NO MEMBER of the Congress that straggled out of here on Dec. 22 has been more talked of since than Sen. Daniel Inouye (D-Hawaii).

He is ordinarily considered an ornament to his party, but at the moment he's getting a poor press from his colleagues, who feel badly let down. He did two things in those awful dying days that have lowered his stock considerably. They have a certain symmetry, but that doesn't help.

On the one hand, he played a leading role in getting $8 million for the contras included in the omnibus appropriations bill. In the House-Senate conference, he either deferred to hard-line Sen. Ted Stevens (R-Alaska) or expressed the disputed view that the contras are hard up.

In another last-minute move, Inouye pushed through a bill for $8 million to subsidize a school for North African Jews in Paris.

It is a common thing for members to press for projects -- postoffices, bridges, dams and buildings that are more expensive and sometimes as unjustified as the Paris school -- and to prevail because their colleagues are tired or know the day will come when they want a vote for something equally exotic.

What baffled his colleagues was Inouye's insistence on a venture that could not possibly have affected his constituents. Had it been a matter of sugar or tourism, his fellow senators would have expected it. But the fate of North African Jews attempting to "preserve their cultural identity" in France is hardly a matter that agitates many Hawaiians.

The reasons given for acquiescence by other members of the conference committee merely reinforce the image of Congress as a group of back-scratchers who throw taxpayers' money around with no regard.

"Just what we needed," groaned one member after reading the comments of Rep. William Lehmann (D-Fla.), who said, "It doesn't make any sense except that Dan Inouye wanted it badly."

"It was a lousy $8 million," said Rep. David Obey (D-Wis.), raising more hackles among wage-earners.

It seems that Inouye was simply doing a favor for a friend. One of his campaign contributors, New York real-estate developer Zev Wolfson, sits on the board of Ozar Hatorah, the organization that was formed to help Sephardic Jews from North Africa. How it benefits any U.S. citizen to see that the Jewish children get a proper schooling from kindergarten through the 12th grade is something that Inouye may find himself explaining.

The episode is not expected to assist him greatly in his challenge for the post of Senate Democratic leader. Inouye is running against Sen. George Mitchell of Maine and J. Bennett Johnston of Louisiana.

Other members help their friends, too. Other Democrats have supported contra aid. But Democrats chose Inouye for the most conspicuous political plum at their disposal this year, the Senate chairmanship of the Iran-contra committee, with hundreds of hours of television exposure and endless opportunities for making speeches and a good impression. He was supposed to act as the conscience of his party, passing stern judgment on the ethics and morals of an administration caught selling arms to Iran and slipping funds to the contras.

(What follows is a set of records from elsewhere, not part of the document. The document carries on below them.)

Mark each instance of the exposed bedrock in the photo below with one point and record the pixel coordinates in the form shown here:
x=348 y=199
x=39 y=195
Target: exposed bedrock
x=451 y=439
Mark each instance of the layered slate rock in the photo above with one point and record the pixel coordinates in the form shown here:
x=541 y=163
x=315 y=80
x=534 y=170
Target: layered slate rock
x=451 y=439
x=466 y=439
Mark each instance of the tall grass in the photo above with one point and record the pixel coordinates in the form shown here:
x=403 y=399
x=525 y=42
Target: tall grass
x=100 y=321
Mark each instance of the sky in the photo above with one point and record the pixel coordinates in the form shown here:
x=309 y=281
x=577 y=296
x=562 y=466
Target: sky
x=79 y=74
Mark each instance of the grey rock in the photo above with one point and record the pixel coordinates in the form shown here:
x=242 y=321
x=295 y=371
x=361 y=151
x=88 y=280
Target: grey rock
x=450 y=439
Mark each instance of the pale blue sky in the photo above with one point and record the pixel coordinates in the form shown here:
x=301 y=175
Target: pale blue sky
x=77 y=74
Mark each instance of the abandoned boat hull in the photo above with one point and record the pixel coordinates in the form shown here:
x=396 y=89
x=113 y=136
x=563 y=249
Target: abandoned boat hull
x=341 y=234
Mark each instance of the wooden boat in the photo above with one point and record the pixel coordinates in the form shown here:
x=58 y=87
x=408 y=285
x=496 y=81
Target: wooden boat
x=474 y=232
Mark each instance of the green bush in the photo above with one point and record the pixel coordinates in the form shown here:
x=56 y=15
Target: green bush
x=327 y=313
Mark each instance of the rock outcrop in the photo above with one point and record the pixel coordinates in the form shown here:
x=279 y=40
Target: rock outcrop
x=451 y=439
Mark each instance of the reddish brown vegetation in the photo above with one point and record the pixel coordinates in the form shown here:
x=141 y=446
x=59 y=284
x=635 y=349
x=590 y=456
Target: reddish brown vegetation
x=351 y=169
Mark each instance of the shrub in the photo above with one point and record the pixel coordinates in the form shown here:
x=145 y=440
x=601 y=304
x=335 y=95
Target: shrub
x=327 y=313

In several of the more memorable passages of the long hearings, Inouye made grave and impassioned pleas for understanding of his position against contra aid. To Rob Owen, Oliver North's young courier, he explained that a man could be a patriot and serve his country well and still be opposed to sending money to keep a war going in Nicaragua.

Inouye is a disabled veteran of World War II.

At a late-night conference on the contras, Inouye was confronted by Rep. David Bonior (D- Mich.), head of the House Democratic Task Force, which led the House into voting zero aid. Bonior suggested that from Inouye's service on the Iran-contra panel, no one should know better than he how the administration deceives Congress when seeking more money. From the hearings record, Bonior cited to the chairman the story of invented crises that more often than not had stampeded the members into continuing the funds.

Bonior argued that the real numbers showed that the contras had supplies to last at least six months. Inouye rejoined that they desperately "needed air drops."

Said Rep. Robert J. Mrazek (D-N.Y.) sardonically, "Gary Cooper and Ingrid Bergman were down there in the jungle with only two bullets left and we had to help."

Inouye said he had to represent the Senate, which had voted 56-38 against a patched-up Demcratic compromise amendment that would have allowed the five Central American presidents to make a judgment about the aid.

Rep. Edward J. Feighan (D-Ohio) called the resurrection of contra aid "one of the great humiliations to the Democratic Party in this session of Congress."

Inouye's part in it will not be forgotten.

Mary McGrory is a Washington Post columnist.